Taken by the hand, Ike followed, as if without volition. Once they were outside of earshot of the huddle, the officer stopped. His eyes burrowed into Ike’s, his lips thick, lined with a film of oil.

  “Trus’ me, I be friendly force,” the officer said, gesticulating wildly. “God just touch me with milk of human kindness toward you. Das why I go help you. As I look you, I see say you be gentleman. Das why I wan’ help. You see, is against law to smuggle food out without license. And is against law to smuggle antiquity out. Even if the carving no be antiquity, we get power to charge you as smuggler. Las’ week, we detain one man overnight. De nex’ day, we charge ’im to magistrate court. So na big trouble you dey so, but I go help you.” He paused, and the dreadfulness of his words seeped into Ike’s every pore. Then he asked, “How much you fit drop?”

  Drop. Drop. In the mouth of the woman at the check-in counter, Ike had despised the word. This time, the word spelled sweet relief.

  Something about the man—the char of his palm, the swell of his lips, the reek of gin on his breath, the sweaty stink of his shirt, the dyed blackness of his mustache—left Ike with no illusions. The man was no friendly force, only the most ruthless negotiator among the pack.

  Rather than name a price they could haggle and negotiate around, the man had asked him, in effect, to come up with an offer. It was a bribe taker’s coup, a brilliant strategy. If Ike’s offer was paltry, the man could reject it out of hand. But Ike could also make an offer that exceeded the man’s expectations. In that event, the man would still act dissatisfied—in order to coax an even handsomer sum.
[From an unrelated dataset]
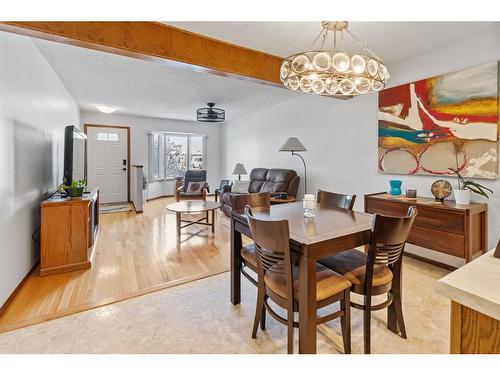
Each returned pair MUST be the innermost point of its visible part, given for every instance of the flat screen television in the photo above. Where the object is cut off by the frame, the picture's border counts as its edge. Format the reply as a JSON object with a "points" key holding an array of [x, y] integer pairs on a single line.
{"points": [[75, 155]]}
  Head raised, Ike considered what opening offer to make.

  “You dey lucky say I dey your side,” the officer said, breaking into Ike’s thought. “If you no be gentleman, I go jus’ leave you and that wench.” He pointed to the quarrelsome woman. “As you see am so, she wicked pass wicked.” He peered into Ike’s eyes. “So, how much?”

  “Tell me,” Ike said, and met the man’s gaze.

  The officer gave a nervous smile and averted his eyes. “I dey inside your pocket?” he asked. “Na you go say. But de offenses fit land you for serious trouble o.”

  “Remember I came home because my mama was very sick,” Ike said, determined to mine his earlier lie for what he could get from it.